Quis o acaso que, naquela noite, Bernardo salvasse a vida de um assassino. Mas não de um qualquer. Do misterioso B. S., dizia-se que escolhia as suas vítimas entre a escumalha do mundo - chantagistas, abusadores, assassinos - impondo-lhes a sua visão da justiça. Mas, ao salvá-lo, ainda que inconscientemente, Bernardo ficou com um dilema na consciência. Fez bem ou mal? Além disso, está longe de imaginar as razões que movem B. S. Razões essas que lhe estão mais próximas do que poderia imaginar. E mais próximas se tornam quando conhece Vera e descobre que tiveram um amigo em comum - e que nele está a fonte de tudo o que está a acontecer.

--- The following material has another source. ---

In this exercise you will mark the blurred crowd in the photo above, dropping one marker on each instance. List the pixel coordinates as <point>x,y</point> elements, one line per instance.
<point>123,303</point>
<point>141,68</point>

Uma boa palavra para descrever este livro seria, sem dúvida alguma, invulgar. E por vários motivos. Em primeiro lugar, o registo pausado, com momentos muito introspectivos, está bastante longe do tom que geralmente se encontra neste tipo de história. Há, aliás, vários momentos em que o mistério na cabeça de Bernardo - quem é B. S. e que razões o movem - passa para segundo plano ante o seu próprio percurso pessoal e os dilemas que lhe pairam no pensamento.

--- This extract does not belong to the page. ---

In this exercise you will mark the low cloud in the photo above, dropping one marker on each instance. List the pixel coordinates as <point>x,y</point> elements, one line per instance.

Há também um caminho muito próprio na história do dito B. S., caminho que, embora pareça, por vezes, um pouco rebuscado - principalmente, nas conversas que tem com Bernardo, em que alguns dos diálogos parecem um pouco forçados - , não deixa, ainda assim, de ter bastante de interessante na sua evolução. Além disso, ainda que o rumo geral da história possa não ser especialmente surpreendente, há no acompanhar desse percurso - com todas as questões morais e essenciais que lhe estão associadas - algo de estranhamente cativante.
E depois há as inevitáveis questões que surgem do facto de haver uma personagem a fazer justiça pelas próprias mãos: a possibilidade de errar, a legitimidade de assumir um tal papel, as consequências dessa escolha na estabilidade mental daquele que as faz... Todo um conjunto de perguntas que, apesar da brevidade do enredo, estão bem presentes na evolução da história, contribuindo também para tornar a leitura mais cativante.

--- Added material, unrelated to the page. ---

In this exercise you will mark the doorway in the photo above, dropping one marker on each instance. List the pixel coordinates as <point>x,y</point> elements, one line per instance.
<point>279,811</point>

Mistério e introspecção funcionam, portanto, como lados complementares na construção deste livro. De uma história que, relativamente breve e de ritmo bastante pausado, acaba por se revelar, apesar disso, estranhamente envolvente. Gostei.
Título: A Cruz do Assassino
Autor: Paulo Bicho Garcia
Origem: Recebido para crítica
Obrigado, Carla Ribeiro, pela sua crítica.